If enough water can be diverted to the site, he says, it is possible “to create a wetland landscape that is still very powerful and still very rich,” if not quite the enormous lake it once was.
For now, Texcoco Park is welcoming its first visitors, groups of cyclists and birdwatchers. Echeverria is clear that Texcoco will never become a grand landscaping project like Central Park or the city’s own Chapultepec. Today, restored areas remain pinpricks amid the massive landscape. And the vision of this place as a reborn Tenochtitlan is not likely to be fully realized even when it opens at the end of the year; Echeverria likens his work to restorative “acupuncture” that he hopes is taken further by locals and successors who will guide the area through a decades-long process of recovery and evolution.

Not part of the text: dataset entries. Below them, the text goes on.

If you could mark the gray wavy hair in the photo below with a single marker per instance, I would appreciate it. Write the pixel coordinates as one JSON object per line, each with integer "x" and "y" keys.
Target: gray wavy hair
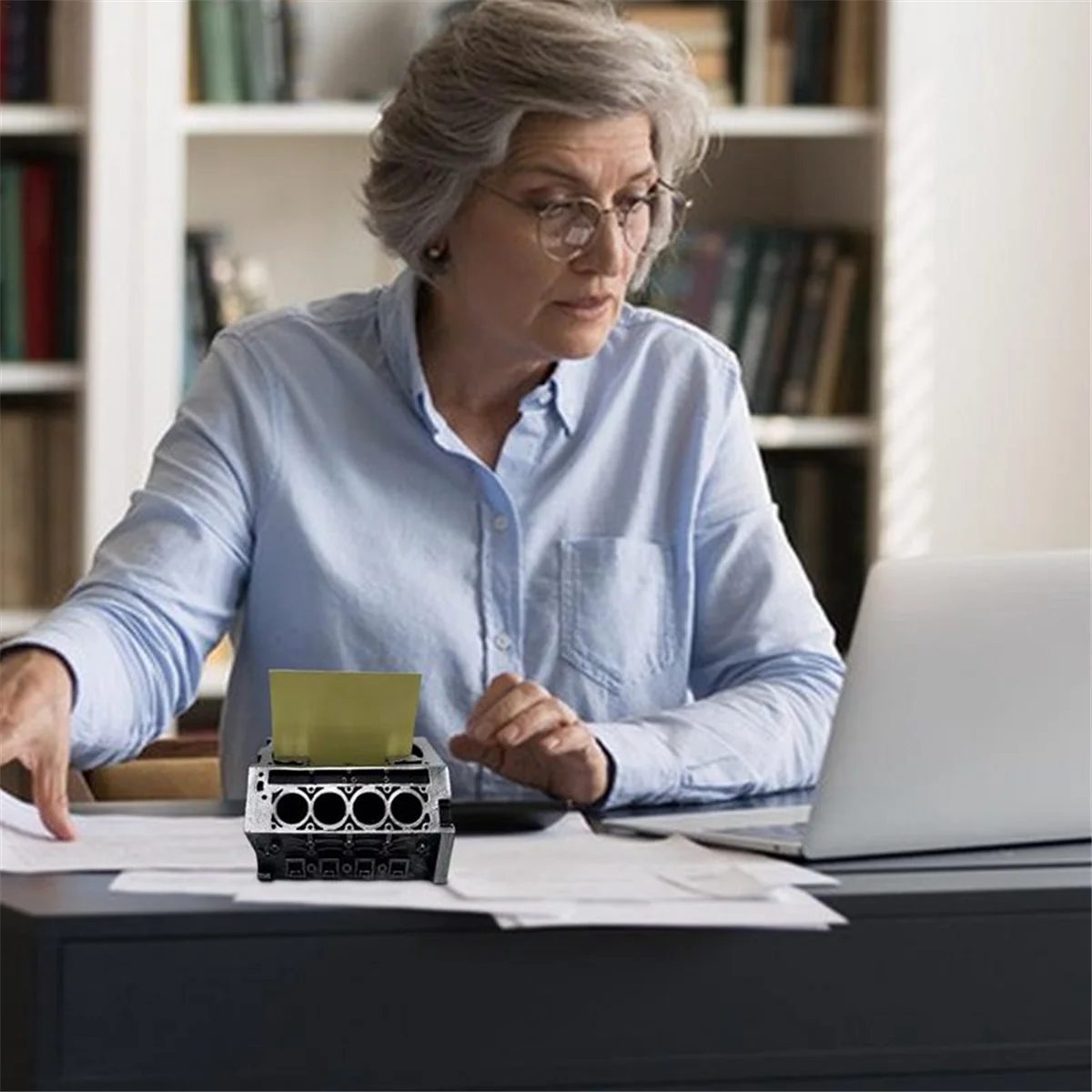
{"x": 467, "y": 90}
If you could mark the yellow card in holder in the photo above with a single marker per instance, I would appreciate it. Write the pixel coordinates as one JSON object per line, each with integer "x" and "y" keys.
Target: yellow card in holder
{"x": 343, "y": 718}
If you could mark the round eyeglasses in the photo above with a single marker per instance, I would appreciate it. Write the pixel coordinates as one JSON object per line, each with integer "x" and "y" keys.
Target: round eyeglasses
{"x": 568, "y": 228}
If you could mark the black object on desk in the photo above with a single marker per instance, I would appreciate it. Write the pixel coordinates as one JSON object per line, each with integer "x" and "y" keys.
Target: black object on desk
{"x": 944, "y": 980}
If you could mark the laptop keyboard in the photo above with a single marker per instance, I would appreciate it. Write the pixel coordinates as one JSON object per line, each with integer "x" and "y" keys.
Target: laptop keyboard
{"x": 787, "y": 831}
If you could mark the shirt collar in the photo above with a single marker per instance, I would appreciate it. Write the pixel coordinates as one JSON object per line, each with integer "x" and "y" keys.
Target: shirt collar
{"x": 398, "y": 333}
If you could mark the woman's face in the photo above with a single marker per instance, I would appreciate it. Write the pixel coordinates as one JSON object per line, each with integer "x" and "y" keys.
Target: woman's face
{"x": 523, "y": 305}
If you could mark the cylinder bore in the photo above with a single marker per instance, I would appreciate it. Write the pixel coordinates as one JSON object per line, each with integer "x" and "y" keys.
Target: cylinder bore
{"x": 369, "y": 808}
{"x": 290, "y": 808}
{"x": 407, "y": 808}
{"x": 329, "y": 808}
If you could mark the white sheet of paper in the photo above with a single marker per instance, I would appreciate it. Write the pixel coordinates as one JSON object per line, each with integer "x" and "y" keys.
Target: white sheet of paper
{"x": 596, "y": 867}
{"x": 784, "y": 909}
{"x": 114, "y": 844}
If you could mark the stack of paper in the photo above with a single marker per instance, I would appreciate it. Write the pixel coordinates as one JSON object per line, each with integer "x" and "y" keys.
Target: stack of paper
{"x": 563, "y": 876}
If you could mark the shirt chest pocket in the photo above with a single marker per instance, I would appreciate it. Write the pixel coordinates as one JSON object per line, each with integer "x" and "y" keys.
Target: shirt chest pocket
{"x": 618, "y": 618}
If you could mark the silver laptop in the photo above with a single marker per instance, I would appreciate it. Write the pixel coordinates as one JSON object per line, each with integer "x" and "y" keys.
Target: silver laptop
{"x": 966, "y": 718}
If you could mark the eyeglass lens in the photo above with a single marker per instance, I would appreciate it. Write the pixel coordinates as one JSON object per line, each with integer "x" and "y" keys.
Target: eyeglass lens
{"x": 571, "y": 228}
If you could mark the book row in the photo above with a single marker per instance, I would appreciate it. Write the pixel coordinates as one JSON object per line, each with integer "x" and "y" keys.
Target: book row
{"x": 38, "y": 513}
{"x": 43, "y": 50}
{"x": 823, "y": 501}
{"x": 792, "y": 303}
{"x": 775, "y": 53}
{"x": 243, "y": 50}
{"x": 39, "y": 245}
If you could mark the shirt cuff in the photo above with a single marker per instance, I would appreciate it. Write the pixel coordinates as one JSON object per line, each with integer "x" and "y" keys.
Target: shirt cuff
{"x": 644, "y": 770}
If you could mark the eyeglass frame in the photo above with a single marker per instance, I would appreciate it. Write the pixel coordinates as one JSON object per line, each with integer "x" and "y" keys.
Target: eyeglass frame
{"x": 681, "y": 201}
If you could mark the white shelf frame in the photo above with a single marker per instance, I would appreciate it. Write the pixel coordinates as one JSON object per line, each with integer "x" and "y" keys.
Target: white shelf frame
{"x": 34, "y": 377}
{"x": 38, "y": 119}
{"x": 784, "y": 432}
{"x": 359, "y": 119}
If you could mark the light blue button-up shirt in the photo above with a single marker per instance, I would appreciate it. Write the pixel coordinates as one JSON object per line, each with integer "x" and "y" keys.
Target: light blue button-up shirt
{"x": 623, "y": 552}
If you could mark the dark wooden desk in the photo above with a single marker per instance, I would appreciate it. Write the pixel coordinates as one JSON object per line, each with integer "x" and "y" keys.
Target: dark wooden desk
{"x": 976, "y": 980}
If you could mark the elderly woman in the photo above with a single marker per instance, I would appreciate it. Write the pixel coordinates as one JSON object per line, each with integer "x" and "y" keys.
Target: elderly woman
{"x": 494, "y": 470}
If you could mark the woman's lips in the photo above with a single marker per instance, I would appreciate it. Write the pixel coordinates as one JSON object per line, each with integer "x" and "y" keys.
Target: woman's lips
{"x": 587, "y": 307}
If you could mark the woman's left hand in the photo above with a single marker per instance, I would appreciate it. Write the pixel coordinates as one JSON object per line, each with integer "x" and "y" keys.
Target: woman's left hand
{"x": 522, "y": 732}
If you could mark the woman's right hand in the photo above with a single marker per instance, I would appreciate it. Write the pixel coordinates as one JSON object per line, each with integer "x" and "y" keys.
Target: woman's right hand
{"x": 35, "y": 713}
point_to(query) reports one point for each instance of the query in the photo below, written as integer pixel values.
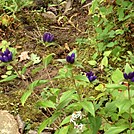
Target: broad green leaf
(45, 104)
(116, 130)
(89, 107)
(63, 104)
(9, 78)
(30, 90)
(47, 60)
(123, 105)
(66, 120)
(43, 125)
(128, 69)
(66, 95)
(117, 76)
(92, 62)
(104, 61)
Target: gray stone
(8, 124)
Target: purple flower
(6, 56)
(129, 76)
(71, 59)
(48, 37)
(91, 77)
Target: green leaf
(104, 61)
(66, 120)
(66, 95)
(128, 69)
(92, 62)
(47, 60)
(123, 105)
(31, 88)
(43, 125)
(89, 107)
(64, 130)
(117, 76)
(45, 104)
(116, 86)
(9, 78)
(95, 123)
(116, 130)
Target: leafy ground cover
(68, 67)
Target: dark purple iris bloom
(6, 56)
(129, 76)
(48, 37)
(91, 77)
(71, 59)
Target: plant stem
(130, 114)
(76, 86)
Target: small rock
(8, 124)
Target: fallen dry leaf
(24, 56)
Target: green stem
(130, 114)
(76, 86)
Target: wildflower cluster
(129, 76)
(48, 37)
(6, 56)
(70, 58)
(74, 117)
(91, 77)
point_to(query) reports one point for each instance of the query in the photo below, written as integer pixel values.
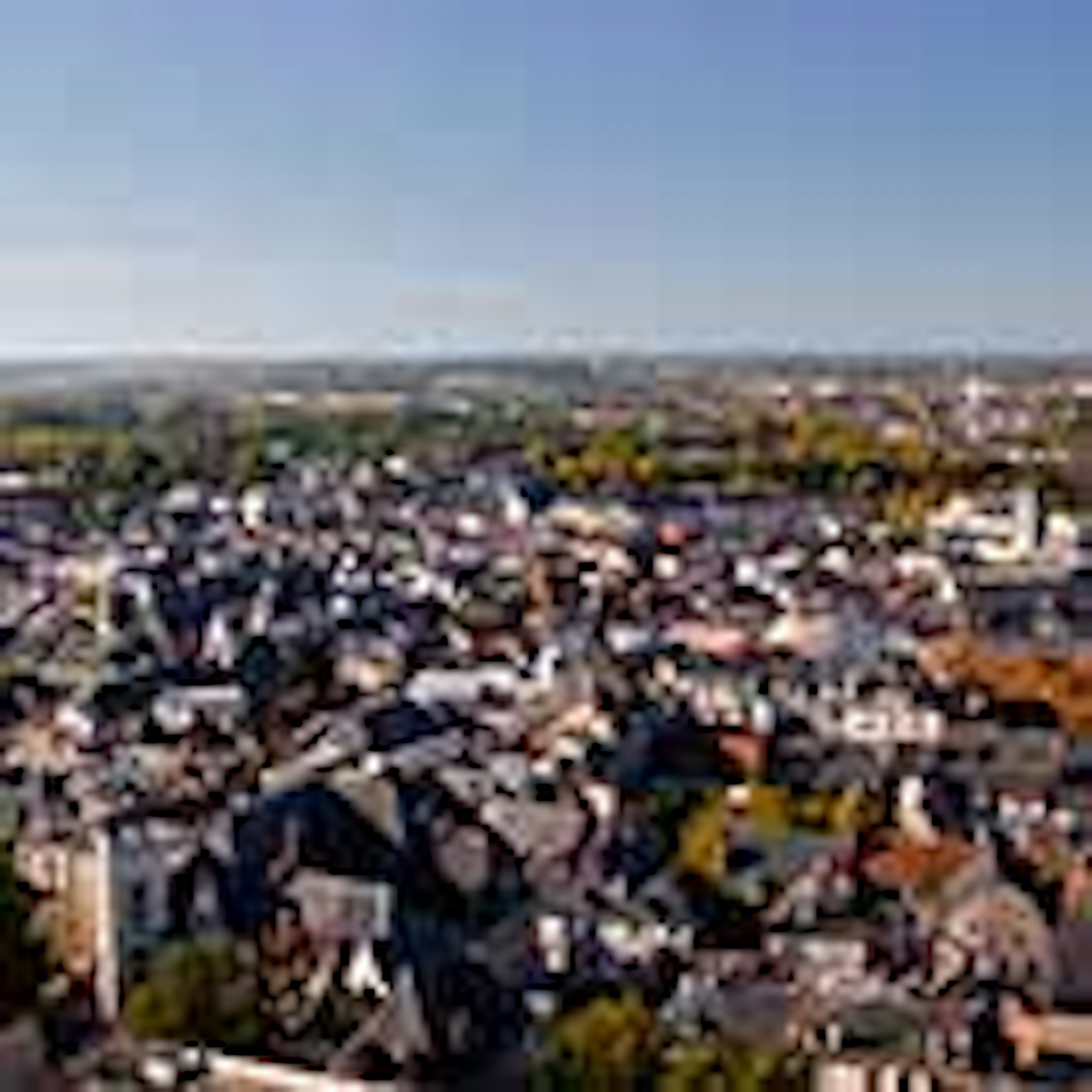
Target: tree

From opening day, Echeverria may have less than a year to build a constituency of supporters on which the project’s survival will rest. With so little trust gained so far, a lot is riding on the months ahead. After decades of neglect, many Mexico City residents see this massive landscape as a mysterious wasteland they’d never visit. Echeverria is hoping that when it is opened back up to the public, those who live in this city can once more assume ownership of this place—taking possession in their own way, as societies since the Mexica have done.
He sees the site’s restoration as an ecosystem and its return to being part of city life as one and the same—a change in “consciousness” to accompany a change in environment. But both transformations will eventually be out of his hands. “It’s not a project that you start and finish,” he says. “It’s a living process. It has to be always growing and always evolving.”